L’epicentro, a soli 27 chilometri da Jalalabad e a una profondità di appena otto chilometri, ha sprigionato tutta la sua forza distruttiva su una geografia già impervia e su infrastrutture fatiscenti, innescando una conta delle vittime che procede lentamente, tra enormi difficoltà.

Dietro ogni numero c’è una comunità annientata. Fonti governative locali hanno riferito alla BBC di “decine di case ridotte in macerie”, in particolare nella valle di Mazar, in Kunar, dove il sisma ha colpito con ferocia indiscriminata. Le frane hanno bloccato le strade, isolando intere aree e trasformando le operazioni di soccorso in una sfida quasi impossibile.

Senza vie di accesso percorribili, i soccorritori possono contare solo sugli elicotteri per raggiungere i sopravvissuti, in una corsa contro il tempo che si combatte sotto la minaccia costante delle scosse di assestamento, una delle quali di magnitudo 5.2.

La risposta umanitaria e le difficoltà logistiche

La risposta umanitaria, sebbene annunciata, si scontra con enormi ostacoli logistici e con la fragilità cronica di un paese in piena crisi economica e sanitaria. Il portavoce del ministero della Salute, Sharafat Zaman, ha ammesso le difficoltà: “Il numero di vittime e feriti è elevato, ma visto che l’area è di difficile accesso, le nostre squadre sono ancora sul posto”.

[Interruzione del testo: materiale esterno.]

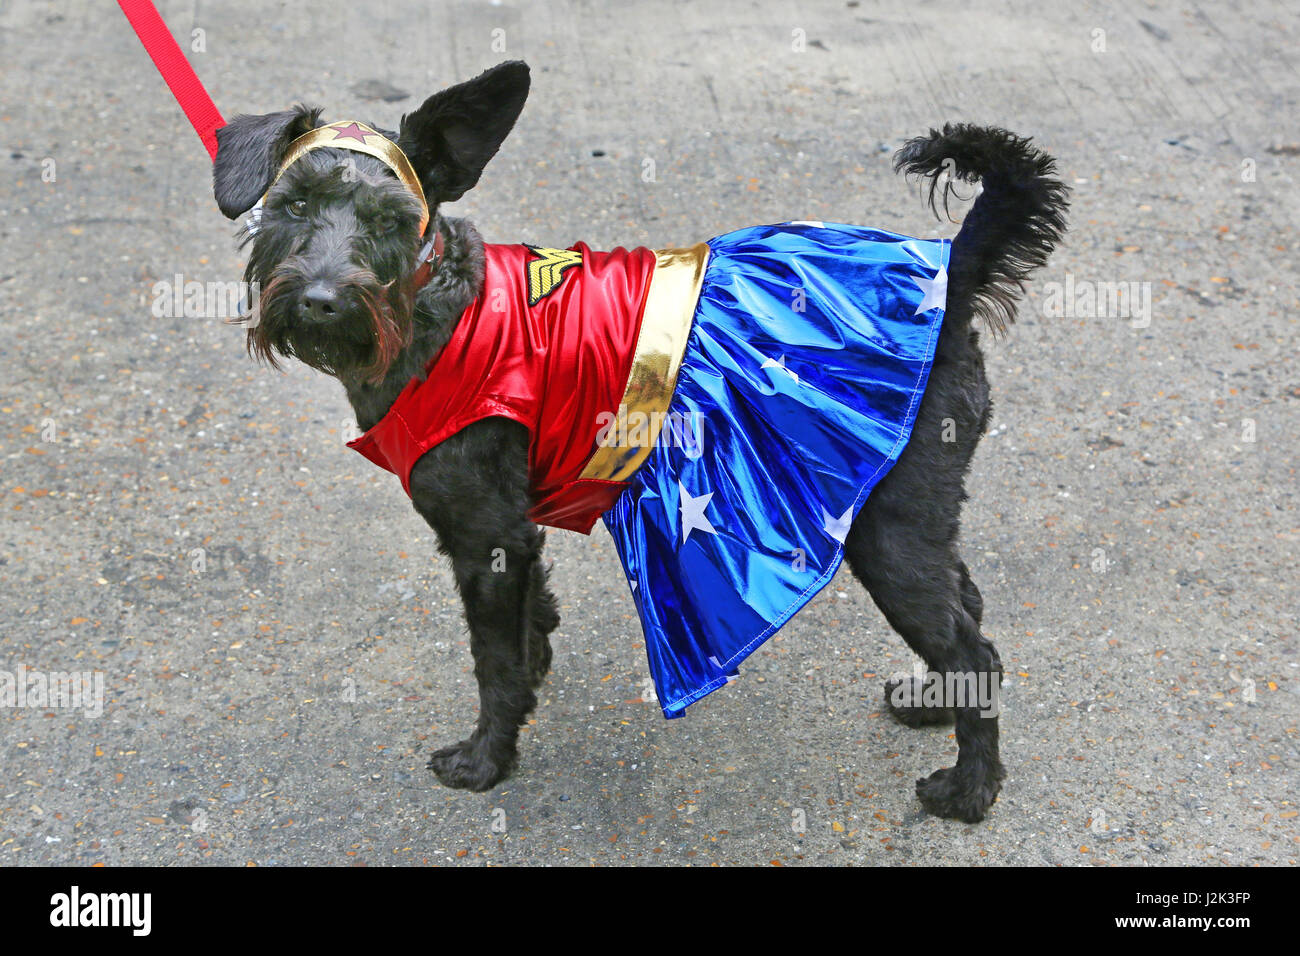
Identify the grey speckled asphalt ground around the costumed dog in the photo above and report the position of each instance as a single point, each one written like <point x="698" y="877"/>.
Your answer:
<point x="274" y="698"/>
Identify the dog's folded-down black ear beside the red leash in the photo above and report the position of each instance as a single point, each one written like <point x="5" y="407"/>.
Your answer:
<point x="249" y="153"/>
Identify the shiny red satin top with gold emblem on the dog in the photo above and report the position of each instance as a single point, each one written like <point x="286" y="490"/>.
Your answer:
<point x="548" y="344"/>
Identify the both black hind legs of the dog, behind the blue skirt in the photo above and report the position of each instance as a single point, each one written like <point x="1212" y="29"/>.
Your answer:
<point x="903" y="547"/>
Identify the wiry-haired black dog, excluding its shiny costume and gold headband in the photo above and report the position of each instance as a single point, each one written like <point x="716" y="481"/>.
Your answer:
<point x="336" y="259"/>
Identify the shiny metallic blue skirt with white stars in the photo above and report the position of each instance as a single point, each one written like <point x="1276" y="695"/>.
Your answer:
<point x="803" y="375"/>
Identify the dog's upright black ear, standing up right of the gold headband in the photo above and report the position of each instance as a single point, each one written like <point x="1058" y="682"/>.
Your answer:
<point x="452" y="137"/>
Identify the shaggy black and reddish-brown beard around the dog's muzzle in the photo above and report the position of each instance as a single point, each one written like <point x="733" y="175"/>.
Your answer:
<point x="361" y="345"/>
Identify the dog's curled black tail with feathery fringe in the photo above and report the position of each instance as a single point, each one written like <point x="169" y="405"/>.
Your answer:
<point x="1012" y="228"/>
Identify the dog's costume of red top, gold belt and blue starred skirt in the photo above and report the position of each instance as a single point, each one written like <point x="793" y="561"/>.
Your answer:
<point x="727" y="409"/>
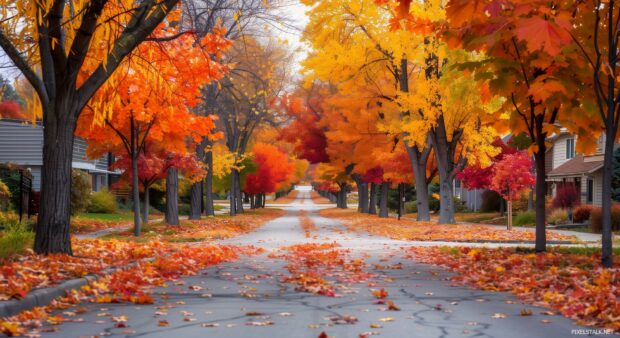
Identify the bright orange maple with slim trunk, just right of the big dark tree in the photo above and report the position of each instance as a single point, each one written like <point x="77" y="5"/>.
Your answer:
<point x="151" y="111"/>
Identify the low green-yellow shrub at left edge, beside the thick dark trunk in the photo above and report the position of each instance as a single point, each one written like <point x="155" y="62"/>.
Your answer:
<point x="15" y="238"/>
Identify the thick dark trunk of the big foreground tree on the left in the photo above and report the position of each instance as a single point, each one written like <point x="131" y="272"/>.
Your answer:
<point x="53" y="230"/>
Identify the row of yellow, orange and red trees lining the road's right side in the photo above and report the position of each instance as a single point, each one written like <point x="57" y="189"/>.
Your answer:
<point x="435" y="81"/>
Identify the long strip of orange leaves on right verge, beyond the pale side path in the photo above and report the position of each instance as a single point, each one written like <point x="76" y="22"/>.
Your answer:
<point x="430" y="231"/>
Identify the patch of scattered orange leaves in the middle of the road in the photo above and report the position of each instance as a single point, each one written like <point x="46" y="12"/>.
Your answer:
<point x="310" y="264"/>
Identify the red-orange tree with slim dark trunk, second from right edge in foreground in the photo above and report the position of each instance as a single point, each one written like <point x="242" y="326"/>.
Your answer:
<point x="535" y="72"/>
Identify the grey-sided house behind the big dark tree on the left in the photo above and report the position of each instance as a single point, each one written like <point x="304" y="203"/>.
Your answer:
<point x="21" y="143"/>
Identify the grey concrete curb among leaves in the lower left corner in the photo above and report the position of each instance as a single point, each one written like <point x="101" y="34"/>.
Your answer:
<point x="42" y="297"/>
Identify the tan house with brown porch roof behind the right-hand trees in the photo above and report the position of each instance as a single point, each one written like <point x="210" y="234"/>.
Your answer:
<point x="566" y="166"/>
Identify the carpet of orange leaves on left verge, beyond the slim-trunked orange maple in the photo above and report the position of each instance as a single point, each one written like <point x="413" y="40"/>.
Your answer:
<point x="219" y="227"/>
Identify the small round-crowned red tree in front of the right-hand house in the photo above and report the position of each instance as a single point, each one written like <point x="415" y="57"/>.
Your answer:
<point x="511" y="176"/>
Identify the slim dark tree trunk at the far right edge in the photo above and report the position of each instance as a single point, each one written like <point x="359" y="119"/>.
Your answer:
<point x="607" y="235"/>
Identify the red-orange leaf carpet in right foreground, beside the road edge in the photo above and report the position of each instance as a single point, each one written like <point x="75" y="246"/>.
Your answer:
<point x="574" y="285"/>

A Nangarhar, decine di volontari si sono riversati negli ospedali per donare sangue, un gesto di solidarietà cruciale in un sistema sanitario al collasso. La Farnesina ha confermato che nessun italiano è stato coinvolto nel sisma.

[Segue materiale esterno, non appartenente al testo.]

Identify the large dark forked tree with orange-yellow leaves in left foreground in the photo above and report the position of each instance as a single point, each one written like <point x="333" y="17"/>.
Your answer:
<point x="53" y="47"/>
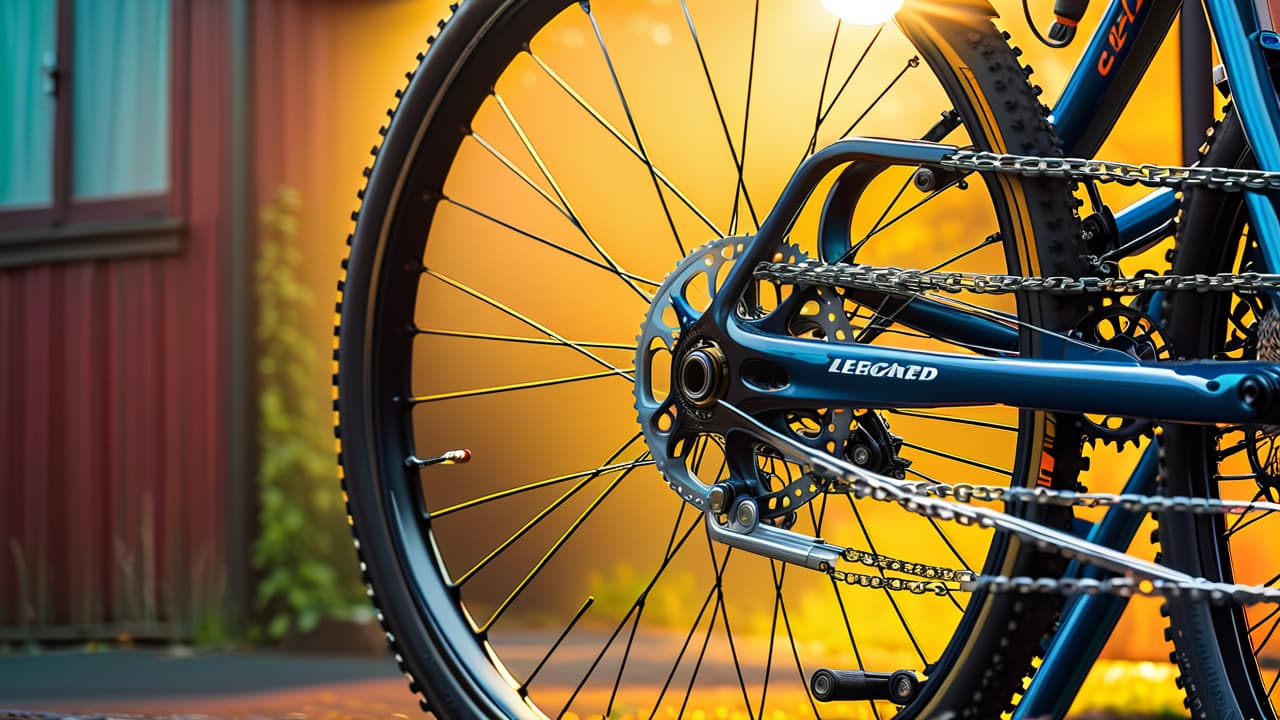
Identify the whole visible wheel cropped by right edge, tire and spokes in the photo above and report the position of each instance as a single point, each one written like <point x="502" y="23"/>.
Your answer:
<point x="1223" y="653"/>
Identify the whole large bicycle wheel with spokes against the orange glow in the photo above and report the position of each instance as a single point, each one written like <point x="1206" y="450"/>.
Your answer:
<point x="548" y="165"/>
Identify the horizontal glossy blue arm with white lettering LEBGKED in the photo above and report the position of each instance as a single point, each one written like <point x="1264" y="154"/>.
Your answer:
<point x="779" y="372"/>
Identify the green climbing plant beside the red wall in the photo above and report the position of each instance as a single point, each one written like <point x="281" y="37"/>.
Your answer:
<point x="301" y="552"/>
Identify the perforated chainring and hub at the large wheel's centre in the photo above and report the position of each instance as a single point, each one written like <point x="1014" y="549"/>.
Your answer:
<point x="683" y="373"/>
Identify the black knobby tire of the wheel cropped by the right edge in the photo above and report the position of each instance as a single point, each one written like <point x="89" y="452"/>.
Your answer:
<point x="1213" y="646"/>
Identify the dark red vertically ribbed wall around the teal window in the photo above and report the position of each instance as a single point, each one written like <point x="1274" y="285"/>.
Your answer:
<point x="112" y="413"/>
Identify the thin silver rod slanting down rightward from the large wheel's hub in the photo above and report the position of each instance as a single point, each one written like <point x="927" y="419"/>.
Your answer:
<point x="885" y="489"/>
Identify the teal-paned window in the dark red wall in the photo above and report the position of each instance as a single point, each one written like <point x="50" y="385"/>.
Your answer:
<point x="86" y="135"/>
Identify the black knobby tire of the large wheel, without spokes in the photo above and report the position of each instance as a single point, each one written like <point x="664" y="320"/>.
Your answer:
<point x="431" y="632"/>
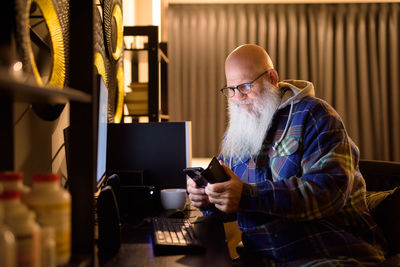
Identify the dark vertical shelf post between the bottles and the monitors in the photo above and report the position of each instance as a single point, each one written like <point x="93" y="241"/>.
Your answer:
<point x="82" y="132"/>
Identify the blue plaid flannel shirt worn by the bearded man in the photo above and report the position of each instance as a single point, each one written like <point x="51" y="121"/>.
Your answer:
<point x="303" y="194"/>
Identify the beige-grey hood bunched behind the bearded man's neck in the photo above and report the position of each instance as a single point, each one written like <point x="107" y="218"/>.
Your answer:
<point x="294" y="90"/>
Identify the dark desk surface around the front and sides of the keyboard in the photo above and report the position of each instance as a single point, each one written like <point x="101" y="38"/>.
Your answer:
<point x="136" y="248"/>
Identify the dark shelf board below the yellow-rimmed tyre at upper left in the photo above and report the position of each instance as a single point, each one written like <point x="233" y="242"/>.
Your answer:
<point x="26" y="91"/>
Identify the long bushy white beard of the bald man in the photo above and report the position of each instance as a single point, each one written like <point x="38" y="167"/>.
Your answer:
<point x="246" y="130"/>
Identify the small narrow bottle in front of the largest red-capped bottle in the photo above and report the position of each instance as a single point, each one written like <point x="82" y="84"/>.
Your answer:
<point x="48" y="247"/>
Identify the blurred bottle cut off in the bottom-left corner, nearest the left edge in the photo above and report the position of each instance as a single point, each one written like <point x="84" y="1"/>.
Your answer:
<point x="7" y="242"/>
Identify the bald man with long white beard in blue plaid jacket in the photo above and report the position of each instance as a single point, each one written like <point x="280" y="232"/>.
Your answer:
<point x="294" y="179"/>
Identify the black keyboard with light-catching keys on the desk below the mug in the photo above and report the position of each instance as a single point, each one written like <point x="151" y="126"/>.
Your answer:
<point x="175" y="236"/>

Lo spettro di una catastrofe annunciata

La comunità internazionale inizia a muoversi. Le Nazioni Unite hanno assicurato il loro impegno. Il segretario generale Antonio Guterres, in un post su X, ha promesso che l’ONU “non risparmierà sforzi per assistere le persone in difficoltà”.

Un appello più diretto è arrivato dall’Alto commissario UNHCR Filippo Grandi, che ha sottolineato come il terremoto “aggiunga morte e distruzione ad altre sfide”, dalla siccità al rimpatrio forzato di milioni di afghani, sollecitando la comunità dei donatori a non esitare.

L’Afghanistan giace su una delle faglie sismiche più attive al mondo, il punto di collisione tra la placca indiana e quella euroasiatica. Questa vulnerabilità geologica, unita alla povertà endemica, all’assenza di norme antisismiche e a un territorio in gran parte montuoso, rende ogni terremoto una potenziale catastrofe.

Solo nell’ottobre 2023, una serie di scosse nella regione di Herat causò oltre 2.400 morti. Un anno prima, nel giugno 2022, un sisma di simile intensità nell’est del paese fece più di 1.000 vittime. Una tragica ciclicità che sembra destinata a ripetersi, con il popolo afghano a pagare il prezzo più alto.